Outro tema interdisciplinar que emerge da criação  da Comunidade Bayaroá na cidade de Manaus, é a curiosa junção de povos diferentes em um único grupo. Por que aconteceu essa junção de diferentes povos? Qual o objetivo da criação dessa comunidade? O que significa as minorias se juntarem em prol de um objetivo em comum? Existem outros exemplos na história em que remanescentes de povos diferentes se juntaram com um objetivo comum? Esse foi o caso do Parque Xingu? Qual a diferença entre a Comunidade Bayaroá e a decisão de unir os povos no Parque Xingu? O que seus alunos pensam sobre a questão da coletividade?

 

Jaburutu. Foto: Eduardo Vessoni.

JAPURUTU

1.  Ouvindo atentamente os sons do Japurutu

Observar o timbre dos sopros imaginando como o som é produzido, se é flauta de pã, se tem palheta, se é flauta vertical, de que material é feito. Após esse exercício de imaginação, veja o vídeo e compare com o que vocês imaginaram. O Japurutu antigamente era feito de taboca, um tipo de bambu encontrado na região do Rio Negro mas agora eles utilizam canos de PVC. Atualmente, como estão vivendo na cidade, os membros da Comunidade Bayaroá estão construindo os japurutu com PVC pela falta de taboca na região urbana. Eles pintam de preto e adornam com grafismos tradicionais.
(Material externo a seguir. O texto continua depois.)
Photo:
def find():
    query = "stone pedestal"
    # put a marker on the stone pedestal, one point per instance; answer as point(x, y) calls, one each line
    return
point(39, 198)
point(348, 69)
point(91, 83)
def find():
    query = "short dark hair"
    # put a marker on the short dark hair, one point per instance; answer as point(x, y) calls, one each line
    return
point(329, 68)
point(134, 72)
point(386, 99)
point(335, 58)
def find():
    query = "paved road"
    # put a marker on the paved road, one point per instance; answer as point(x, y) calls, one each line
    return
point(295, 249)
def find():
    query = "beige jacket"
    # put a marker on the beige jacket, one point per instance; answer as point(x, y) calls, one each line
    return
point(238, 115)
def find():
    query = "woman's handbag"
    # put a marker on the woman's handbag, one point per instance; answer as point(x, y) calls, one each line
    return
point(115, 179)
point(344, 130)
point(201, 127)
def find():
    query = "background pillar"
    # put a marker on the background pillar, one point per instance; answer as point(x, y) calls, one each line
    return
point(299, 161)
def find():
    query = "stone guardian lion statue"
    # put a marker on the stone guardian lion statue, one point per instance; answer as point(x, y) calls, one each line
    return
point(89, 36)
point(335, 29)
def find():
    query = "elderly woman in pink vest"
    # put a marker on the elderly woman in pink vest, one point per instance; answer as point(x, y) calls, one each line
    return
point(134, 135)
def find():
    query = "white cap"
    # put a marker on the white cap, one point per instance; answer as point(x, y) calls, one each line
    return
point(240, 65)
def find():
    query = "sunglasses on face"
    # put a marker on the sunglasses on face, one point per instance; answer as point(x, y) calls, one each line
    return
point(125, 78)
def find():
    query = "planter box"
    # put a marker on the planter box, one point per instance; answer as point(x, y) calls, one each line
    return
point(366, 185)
O Japurutu é formado por duas flautas: uma fêmea e um macho, sendo que o macho toca os sons mais graves e a fêmea os mais agudos. O japurutu não tem furos e as diferentes alturas são produzidas a partir dos harmônicos (ver pág. 302).

2. Que notas são?

Após ouvir atentamente e cantar junto com a gravação, tente desenhar o contorno melódico da música do Japurutu. Você vai perceber a dificuldade de localizar as alturas ao tentar tocar num instrumento temperado, algumas notas não se encaixam, porque os Bayaroá utilizam nessa melodia quartos de tom, isto é, notas intermediárias entre os semitons.  Esses quartos de tom são responsáveis pela sensação hipnótica da melodia que apresenta um contorno bem ondulante sem um centro tonal.

3. Ouvindo e vendo

Ao ouvir e assistir ao vídeo e perceba a marcação dos chocalhos de pé e a relação com os movimentos da dança. Que relação existe entre os apoios dos pés com o movimento da dança?
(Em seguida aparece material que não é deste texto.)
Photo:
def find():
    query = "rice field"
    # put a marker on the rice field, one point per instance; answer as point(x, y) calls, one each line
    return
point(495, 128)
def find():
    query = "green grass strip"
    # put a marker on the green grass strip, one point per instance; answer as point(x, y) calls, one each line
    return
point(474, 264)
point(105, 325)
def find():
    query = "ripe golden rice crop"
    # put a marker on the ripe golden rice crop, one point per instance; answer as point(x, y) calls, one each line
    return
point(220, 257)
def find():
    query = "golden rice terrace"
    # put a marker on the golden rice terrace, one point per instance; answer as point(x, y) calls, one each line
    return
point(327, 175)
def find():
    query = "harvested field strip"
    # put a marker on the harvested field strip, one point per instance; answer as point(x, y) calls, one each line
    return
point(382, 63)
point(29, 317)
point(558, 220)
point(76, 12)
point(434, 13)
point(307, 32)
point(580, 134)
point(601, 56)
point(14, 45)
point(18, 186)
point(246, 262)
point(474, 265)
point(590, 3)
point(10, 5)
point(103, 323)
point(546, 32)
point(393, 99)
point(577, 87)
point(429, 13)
Os Bayaroá tocam e dançam de braços dados, com chocalhos nos pés. É interessante observar que os apoios marcados no chão seguem totalmente os movimentos da dança. Quando eles vão para trás, há uma ausência de apoio, e quando vão para frente, o apoio se mantem mais forte. A resultante sonora dos chocalhos de pés do Bayaroá é diferente da marcação dos maracás dos Mbyá-Guarani ou dos Xavante, por exemplo, que  marcam constantemente o pulso de forma bastante regular. Observe também que eles fazem uma espécie de introdução com glissandos, cujo recurso se repete no final da musica.

4. Hochetus – forma alternada de tocar

Os Bayaroá também utilizam o sistema de notas alternadas para tocar o japurutu semelhante à flauta de pã cariço, totoráp dos Ikolen, da taratararu dos Yudjá. Para perceber claramente como esse sistema alternado, veja o vídeo X da Comunidade Bayaroá e comente com seus alunos sobre esse recurso.